Kerry made his late sprint to Shanghai and Seoul, South Korea, last week, on the heels of his visits to India and Bangladesh. That trip, which was handled by a skeleton staff since the climate offices at the State Department were decimated during the Trump administration, did draw a fresh joint statement between the U.S. and China that they would cooperate to fight climate change, making it a rare point of policy agreement in the increasingly tense relationship.
The effort to put together the climate summit so soon into the new administration may not yield major breakthroughs from huge emitters like China, India or Brazil, experts said, although it does show the Biden team is serious about its commitment to the issue — and has persuaded allies to devote more energy to how they will improve their goals.
“Diplomacy is generally not fast, so to try to bring the world’s major economies together in 100 days is a huge undertaking,” said Nigel Purvis, who held a high-ranking State climate position during the transition from President Bill Clinton to George W. Bush and now runs consulting firm Climate Advisers. “We were not asked to host a world summit within 100 days of the administration.

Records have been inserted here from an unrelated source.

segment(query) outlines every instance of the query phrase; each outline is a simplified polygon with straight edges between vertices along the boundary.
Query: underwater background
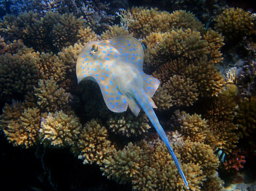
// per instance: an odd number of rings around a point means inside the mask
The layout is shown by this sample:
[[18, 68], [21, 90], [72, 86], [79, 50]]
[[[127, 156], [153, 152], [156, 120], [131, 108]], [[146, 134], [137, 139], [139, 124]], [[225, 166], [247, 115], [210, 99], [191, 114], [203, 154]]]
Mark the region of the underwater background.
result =
[[[0, 190], [256, 190], [256, 7], [235, 0], [0, 0]], [[145, 47], [146, 115], [77, 85], [90, 41]]]

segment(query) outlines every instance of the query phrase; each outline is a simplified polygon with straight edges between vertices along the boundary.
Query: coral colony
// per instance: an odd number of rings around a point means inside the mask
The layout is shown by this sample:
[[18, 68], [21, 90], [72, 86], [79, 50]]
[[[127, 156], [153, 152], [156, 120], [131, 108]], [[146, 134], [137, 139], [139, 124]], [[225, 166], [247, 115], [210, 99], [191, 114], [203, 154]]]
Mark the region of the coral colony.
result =
[[253, 166], [255, 14], [189, 2], [0, 1], [3, 190], [222, 190]]

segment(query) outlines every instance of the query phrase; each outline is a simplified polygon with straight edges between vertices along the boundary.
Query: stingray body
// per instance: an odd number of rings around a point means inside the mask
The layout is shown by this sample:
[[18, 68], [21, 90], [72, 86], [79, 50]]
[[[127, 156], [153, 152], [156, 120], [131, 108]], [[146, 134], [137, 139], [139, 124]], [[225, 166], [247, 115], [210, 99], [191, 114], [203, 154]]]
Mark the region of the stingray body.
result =
[[89, 42], [77, 59], [78, 82], [86, 79], [98, 83], [106, 105], [113, 112], [124, 112], [129, 106], [137, 117], [143, 109], [167, 146], [188, 186], [177, 157], [152, 108], [156, 105], [151, 97], [160, 81], [144, 73], [143, 59], [141, 43], [131, 37], [119, 36]]

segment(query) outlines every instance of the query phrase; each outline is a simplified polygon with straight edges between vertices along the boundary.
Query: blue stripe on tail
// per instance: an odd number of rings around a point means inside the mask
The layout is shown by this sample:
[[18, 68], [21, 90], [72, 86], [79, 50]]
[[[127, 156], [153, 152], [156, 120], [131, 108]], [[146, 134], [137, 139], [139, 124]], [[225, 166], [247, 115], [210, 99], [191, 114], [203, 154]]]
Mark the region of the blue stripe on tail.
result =
[[[182, 171], [181, 166], [179, 163], [177, 157], [176, 156], [175, 154], [174, 154], [174, 152], [173, 152], [172, 147], [170, 147], [170, 145], [169, 143], [167, 137], [166, 136], [166, 135], [165, 134], [164, 129], [162, 129], [162, 126], [161, 126], [161, 125], [160, 124], [159, 121], [158, 121], [158, 119], [157, 119], [157, 117], [154, 113], [154, 110], [153, 110], [153, 109], [152, 109], [152, 107], [150, 105], [150, 104], [148, 98], [146, 98], [147, 96], [145, 94], [144, 90], [141, 88], [141, 92], [143, 94], [142, 95], [141, 95], [141, 96], [138, 95], [138, 93], [136, 92], [136, 90], [135, 91], [136, 99], [141, 105], [141, 106], [143, 109], [144, 111], [145, 111], [145, 113], [146, 113], [146, 115], [149, 117], [149, 120], [150, 120], [150, 121], [151, 121], [152, 124], [157, 130], [157, 132], [158, 133], [158, 134], [159, 134], [162, 140], [167, 146], [167, 148], [170, 152], [170, 155], [173, 157], [173, 159], [175, 163], [176, 166], [177, 167], [179, 171], [180, 172], [180, 174], [181, 175], [181, 177], [183, 179], [185, 185], [187, 186], [188, 186], [188, 184], [186, 178], [185, 177], [185, 175], [184, 175], [183, 172]], [[141, 97], [143, 100], [141, 99]]]

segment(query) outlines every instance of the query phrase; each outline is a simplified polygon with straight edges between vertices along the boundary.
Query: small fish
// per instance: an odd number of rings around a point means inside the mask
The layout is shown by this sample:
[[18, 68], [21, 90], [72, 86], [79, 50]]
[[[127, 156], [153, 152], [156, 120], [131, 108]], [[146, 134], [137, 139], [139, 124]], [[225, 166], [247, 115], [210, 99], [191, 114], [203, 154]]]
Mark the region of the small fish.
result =
[[178, 160], [152, 107], [151, 97], [160, 81], [143, 72], [143, 48], [136, 38], [121, 36], [88, 43], [76, 62], [78, 83], [83, 79], [99, 85], [107, 107], [114, 112], [127, 107], [137, 116], [143, 109], [166, 145], [187, 186], [188, 182]]

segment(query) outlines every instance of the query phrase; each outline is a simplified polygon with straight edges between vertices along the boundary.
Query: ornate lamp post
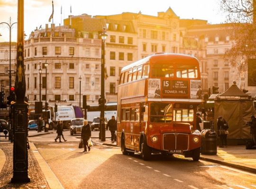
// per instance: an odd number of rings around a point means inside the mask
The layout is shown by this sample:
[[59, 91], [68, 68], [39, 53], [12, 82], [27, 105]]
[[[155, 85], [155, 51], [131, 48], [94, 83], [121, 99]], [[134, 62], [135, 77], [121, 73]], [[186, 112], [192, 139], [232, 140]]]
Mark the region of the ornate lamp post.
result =
[[103, 27], [103, 32], [101, 34], [101, 98], [99, 103], [101, 107], [101, 141], [106, 141], [106, 130], [105, 127], [105, 40], [108, 35], [106, 33], [106, 28]]
[[79, 78], [79, 107], [81, 107], [81, 76]]
[[[11, 29], [12, 26], [15, 24], [17, 24], [17, 22], [14, 22], [11, 24], [11, 18], [10, 17], [10, 23], [9, 24], [8, 24], [7, 22], [1, 22], [0, 23], [0, 25], [2, 24], [5, 24], [6, 25], [7, 25], [9, 27], [9, 94], [10, 94], [10, 87], [11, 87]], [[0, 36], [1, 36], [0, 34]]]
[[42, 69], [41, 69], [41, 65], [40, 66], [39, 71], [39, 102], [41, 102], [41, 87], [42, 87], [42, 84], [41, 83], [41, 74], [42, 74]]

I can tell you how hard that would have been.”
While the Biden team has been tight-lipped about its new greenhouse gas targets, the White House official has said the emissions goal was designed to be achievable without help from Congress, where the fate of his $2.2 trillion infrastructure package that includes massive research spending, electric vehicle incentives and power grid investments remains uncertain.
Although the U.S. is well on the way to reaching the target set under former President Barack Obama to cut carbon dioxide emissions by 26 to 28 percent by 2025, the reductions recorded have been aided by sharper-than-expected cost reductions for renewable technology and aggressive moves by cities, states and the private sector to swiftly shift to clean energy in response to the Trump climate policy rollbacks.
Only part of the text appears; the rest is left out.